Title: Reverse Ancestry
Pairing/Characters: Ichabod, Abbie
Rating: PG13
Spoilers: 1x01-1x08
Summary: Ichabod gets exposed to modern life via computer classes at the local library yet finds himself still drawn to the past
Notes/Warnings: Read the disclaimer on my LJ

Other comments are housed at Yuletide/AO3.


Abbie swung her car up in front of the Sleepy Hollow library, pulling up as close as she could to the front door in the pelting rain.

As she watched Ichabod went from dry ensconced under the eaves of the single story building to almost sodden in the passenger seat beside her.

"Sorry," Abbie said, offering him a small hand towel. "But when it rains here? It's like God dumping a bucket on us all at once."

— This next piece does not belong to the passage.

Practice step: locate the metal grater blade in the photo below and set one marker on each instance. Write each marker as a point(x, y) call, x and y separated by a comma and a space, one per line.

Ichabod dried his face and hands and did his best to reduce his wet hair to merely damp.

"Thank you for the use of your towel although next time I should avail myself of your largess it should be to borrow an umbrella – and in advance at that!"

"That's something I should buy for you," Abbie said, pulling back onto the city streets. "You'll want one living here. You know, you're the opposite of 'what to get the man who has everything' since you don't really have anything at all."

"What was left me in Sheriff Corbin's cabin has sufficed, along with your gracious purchases of course." He bowed his head in gratitude. "I do feel that you've been exceptionally generous, especially since I am not – at the moment – working for wages of my own." He produced a slim plastic rectangle from his coat pocket. "I found myself particularly grateful for this gift, this prepaid master of cards as you called it."

"Mastercard," Abbie corrected. "And when did you get a chance to use it? I only gave it to you last weekend and as far as I know you've only been to your computer literacy class at the library since then."

"Quite so, although according to our teacher, Miss Halliwell..." he interrupted himself in a bit of a huff. "'Must it be called literacy? I am the most literate person I know so it insults me to be referred to as illiterate even if it is only on the blasted computer thing."

"Calm down, Crane. Smart as you are, you won't get to be Bill Gates overnight."

"Is this Mr. Gates more literate than I on the intellectual playing field?" Ichabod huffed.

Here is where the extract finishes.